Rivas Elena, Eddy Sean R
Janelia Farm Research Campus, Howard Hughes Medical Institute, Ashburn, Virginia, United States of America.
PLoS Comput Biol. 2008 Sep 19;4(9):e1000172. doi: 10.1371/journal.pcbi.1000172.
A fundamental task in sequence analysis is to calculate the probability of a multiple alignment given a phylogenetic tree relating the sequences and an evolutionary model describing how sequences change over time. However, the most widely used phylogenetic models only account for residue substitution events. We describe a probabilistic model of a multiple sequence alignment that accounts for insertion and deletion events in addition to substitutions, given a phylogenetic tree, using a rate matrix augmented by the gap character. Starting from a continuous Markov process, we construct a non-reversible generative (birth-death) evolutionary model for insertions and deletions. The model assumes that insertion and deletion events occur one residue at a time. We apply this model to phylogenetic tree inference by extending the program dnaml in phylip. Using standard benchmarking methods on simulated data and a new "concordance test" benchmark on real ribosomal RNA alignments, we show that the extended program dnamlepsilon improves accuracy relative to the usual approach of ignoring gaps, while retaining the computational efficiency of the Felsenstein peeling algorithm.

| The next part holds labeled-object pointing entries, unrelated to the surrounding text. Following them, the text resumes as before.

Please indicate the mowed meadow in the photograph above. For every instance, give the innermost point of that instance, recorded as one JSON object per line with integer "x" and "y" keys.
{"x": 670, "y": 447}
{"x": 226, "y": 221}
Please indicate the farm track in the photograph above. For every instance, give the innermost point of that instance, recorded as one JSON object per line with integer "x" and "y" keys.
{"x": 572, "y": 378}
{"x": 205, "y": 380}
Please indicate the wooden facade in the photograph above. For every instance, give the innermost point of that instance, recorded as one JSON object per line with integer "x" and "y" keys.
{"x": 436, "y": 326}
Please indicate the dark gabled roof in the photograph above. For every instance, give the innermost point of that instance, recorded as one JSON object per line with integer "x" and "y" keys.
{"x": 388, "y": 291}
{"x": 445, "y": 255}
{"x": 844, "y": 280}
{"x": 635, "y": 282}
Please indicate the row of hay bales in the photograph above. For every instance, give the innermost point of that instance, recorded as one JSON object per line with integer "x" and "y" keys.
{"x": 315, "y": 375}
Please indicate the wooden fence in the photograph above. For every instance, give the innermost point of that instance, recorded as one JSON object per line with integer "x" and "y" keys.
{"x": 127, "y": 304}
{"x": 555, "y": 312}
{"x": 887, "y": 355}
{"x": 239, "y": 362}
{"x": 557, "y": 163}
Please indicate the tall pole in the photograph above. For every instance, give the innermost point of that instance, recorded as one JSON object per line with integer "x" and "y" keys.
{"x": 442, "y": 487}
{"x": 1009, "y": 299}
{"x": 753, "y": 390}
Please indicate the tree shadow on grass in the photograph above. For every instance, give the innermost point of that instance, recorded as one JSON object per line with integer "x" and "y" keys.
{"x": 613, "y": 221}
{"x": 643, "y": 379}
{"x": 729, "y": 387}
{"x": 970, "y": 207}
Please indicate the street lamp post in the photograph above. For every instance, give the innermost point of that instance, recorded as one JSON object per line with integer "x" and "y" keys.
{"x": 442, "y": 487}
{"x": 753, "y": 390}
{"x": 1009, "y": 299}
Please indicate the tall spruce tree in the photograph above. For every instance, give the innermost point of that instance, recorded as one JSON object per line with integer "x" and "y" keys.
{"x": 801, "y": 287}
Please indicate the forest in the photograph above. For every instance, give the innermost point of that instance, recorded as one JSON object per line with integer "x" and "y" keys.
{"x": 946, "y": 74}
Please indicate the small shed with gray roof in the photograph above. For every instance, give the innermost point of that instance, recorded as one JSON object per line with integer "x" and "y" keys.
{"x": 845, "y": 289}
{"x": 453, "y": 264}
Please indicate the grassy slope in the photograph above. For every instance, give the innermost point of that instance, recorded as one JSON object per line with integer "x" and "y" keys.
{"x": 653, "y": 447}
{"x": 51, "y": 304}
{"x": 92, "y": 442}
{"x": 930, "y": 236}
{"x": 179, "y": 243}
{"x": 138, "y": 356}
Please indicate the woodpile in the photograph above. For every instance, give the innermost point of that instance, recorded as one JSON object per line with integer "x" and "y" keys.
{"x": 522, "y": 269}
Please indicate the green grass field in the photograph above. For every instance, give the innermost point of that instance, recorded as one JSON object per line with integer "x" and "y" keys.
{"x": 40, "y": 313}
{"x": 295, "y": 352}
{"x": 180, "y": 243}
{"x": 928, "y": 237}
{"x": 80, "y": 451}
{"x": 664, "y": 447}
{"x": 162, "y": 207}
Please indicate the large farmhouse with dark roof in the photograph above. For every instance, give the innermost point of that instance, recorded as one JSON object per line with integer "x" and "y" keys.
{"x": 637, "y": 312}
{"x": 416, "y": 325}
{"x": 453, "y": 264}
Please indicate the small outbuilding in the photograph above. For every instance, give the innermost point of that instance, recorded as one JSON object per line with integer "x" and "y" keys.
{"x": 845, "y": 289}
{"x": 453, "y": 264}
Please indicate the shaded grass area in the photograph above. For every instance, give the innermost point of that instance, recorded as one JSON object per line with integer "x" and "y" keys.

序列分析中的一项基本任务是,在给出与序列相关的系统发育树以及描述序列随时间如何变化的进化模型的情况下,计算多重比对的概率。然而,最广泛使用的系统发育模型仅考虑残基替换事件。我们描述了一种多重序列比对的概率模型,该模型在给定系统发育树的情况下,除了替换事件外还考虑插入和缺失事件,使用由空位字符扩充的速率矩阵。从连续马尔可夫过程出发,我们构建了一个用于插入和缺失的不可逆生成(生死)进化模型。该模型假设插入和缺失事件一次发生一个残基。我们通过扩展phylip中的程序dnaml,将此模型应用于系统发育树推断。使用模拟数据上的标准基准测试方法以及真实核糖体RNA比对上的新“一致性测试”基准,我们表明扩展后的程序dnamlepsilon相对于忽略空位的常规方法提高了准确性,同时保留了费尔斯滕森剥离算法的计算效率。